Name: John Reis 
EMail: ReisJB@aol.com
Biographic Info: Attended The Art Center School, Los Angeles, was Set Designer and Tech Director for the Globe Theatre in San Diego and for Actor's Workshop in San Francisco, was graphic designer for Stanford Research Institute (Menlo Park) and Art Director and staff photographer for San Francisco Magazine. Now retired, designing chapbook covers and doing art work at my home in Benicia, California. 

 The Corrupted Mr. Gray

My cat, a sweet but undistinguished commoner, I've named him simply Mr. Gray,
to avoid giving him airs,
has become a shameless lush.

Long ago Mr. Gray lost his jungle instincts.
He can't hunt up a meal for himself now
if his life depended on it.
He can't even pop the lid
of his dinner tin
nor turn a spigot when his water dish goes dry.
I must do all that for him.

If tonight in my sleep
I should shuffle off for that yonder shore,
Mr. Gray would find himself on a long fast,
unless, of course, Providence intervenes
and guides his lazy paws to another spoiler.
But then cats don't have a Providence,
a winged feline guardian hovering overhead
to change the course of Nature's cruel ways.
They have only humans and
they're not always there when needed.
An orphaned cat, yowling for his supper,
soon gets on the neighbor's nerves,
and ends up in that vacuum chamber
at the county animal control shelter.

Tormented by guilt and hoping to rectify
what I've done to my Mr. Gray,
I installed a bird bath.
I installed a bird feeder.
Both within easy reach of the laziest cat.
But no matter, he just coos at birds,
making a strange chattering motion
with his upper teeth and lower mandible.
It seems to be feline parlance for—

My dinner's waiting in the house.
I don't need to squander energy,
and stress arthritic bones
trying to sink tooth and claw
into the likes of you,
getting feathers lodged between my teeth
with each vermin tainted mouth full.
Ugh! no thanks.

So relax my fine feathered friends
and enjoy your evening bath and seed.
You've nothing to fear from me.
Bird flesh can't hold a candle to
the gourmet delights placed before me
every evening from the master chefs
manning the kitchens at Fancy Feast.

Oh what have I done to my Mr.

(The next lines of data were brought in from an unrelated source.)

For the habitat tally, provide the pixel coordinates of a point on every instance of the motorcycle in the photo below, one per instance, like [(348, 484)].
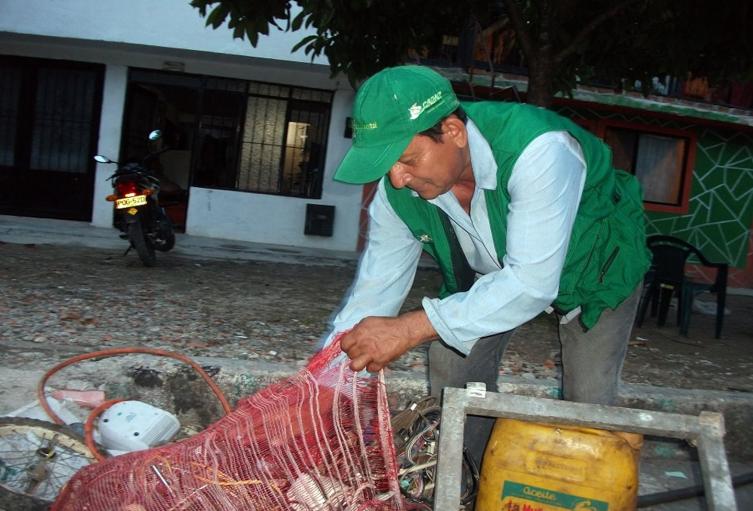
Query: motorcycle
[(137, 211)]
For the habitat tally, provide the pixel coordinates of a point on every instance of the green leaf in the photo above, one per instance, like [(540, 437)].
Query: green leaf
[(303, 42), (298, 21), (218, 15)]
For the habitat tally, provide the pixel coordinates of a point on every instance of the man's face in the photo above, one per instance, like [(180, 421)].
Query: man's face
[(431, 168)]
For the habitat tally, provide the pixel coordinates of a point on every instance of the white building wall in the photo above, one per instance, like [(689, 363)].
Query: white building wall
[(159, 23), (147, 34)]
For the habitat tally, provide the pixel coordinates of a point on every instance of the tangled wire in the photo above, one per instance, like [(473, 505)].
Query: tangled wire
[(416, 434)]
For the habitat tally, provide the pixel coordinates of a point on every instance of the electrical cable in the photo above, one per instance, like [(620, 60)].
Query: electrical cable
[(125, 351), (89, 425)]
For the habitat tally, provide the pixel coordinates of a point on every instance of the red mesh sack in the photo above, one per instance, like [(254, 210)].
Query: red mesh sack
[(320, 440)]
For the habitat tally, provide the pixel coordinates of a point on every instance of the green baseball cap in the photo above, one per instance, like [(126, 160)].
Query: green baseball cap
[(390, 108)]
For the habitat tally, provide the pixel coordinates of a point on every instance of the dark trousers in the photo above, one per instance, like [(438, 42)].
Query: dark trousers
[(591, 365)]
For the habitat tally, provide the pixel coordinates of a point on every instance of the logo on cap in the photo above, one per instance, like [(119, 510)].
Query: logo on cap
[(416, 110)]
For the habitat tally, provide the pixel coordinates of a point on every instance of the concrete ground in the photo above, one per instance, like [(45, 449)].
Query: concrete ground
[(254, 313)]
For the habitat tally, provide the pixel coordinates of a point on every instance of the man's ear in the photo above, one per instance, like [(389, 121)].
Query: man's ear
[(454, 129)]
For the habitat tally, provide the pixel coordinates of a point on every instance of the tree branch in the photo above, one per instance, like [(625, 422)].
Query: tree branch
[(588, 29)]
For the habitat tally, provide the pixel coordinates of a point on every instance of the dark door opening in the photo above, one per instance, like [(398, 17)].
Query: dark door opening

Gray?

The Pangs of Poetizing

Last evening after dinner
I felt the urge to do a little poetizing.
I wanted to pin down, while still wriggling,
thoughts about mankind's place
in the universe, thoughts that had been
tugging all day at my sleeve.

I settled into my favorite antidote
for gravity's ever increasing pull
on aging muscles, a well burnished
overstuffed leather cocoon.

Lamp aglow, tools assembled,
a firm grip on pencil and pad,
I was ready for the agony of the ecstasy,
to borrow Irving Stone's apt phrase.
But soon it became obvious my pencil
did not give a hoot about the universe
nor my thoughts about it.
That wood encased stick of graphite
was in a mood of mischievous mutiny.

I gave it a few more cranks in the sharpener
thinking a sharper point might induce flow.
I held it poised above the intimidating,
yet beckoning whiteness of my pad.
Must have been twenty minutes or so.
Still no gripping word clusters leapt from its tip.
Annoyed I snapped it in two, tossed it in the trash
with the day's other disappointments,
and chose another, a German import
a Staedtler Mars Lumograph HB.
Surely that would get thoughts flowing.
It would be like writing with silk.
But that pencil too ignored my commands.
The tools of the poet's trade were failing me.
Perhaps I was holding the pencil too tight,
cutting off its oxygen, its blood flow.

I tried every gambit in the book, but
nothing resulted in the amalgam of thoughts
I craved, so I gave up, turned off the lamp,
went to bed, and salved the bleeding wounds
of defeat with a good swig of Billy Collins.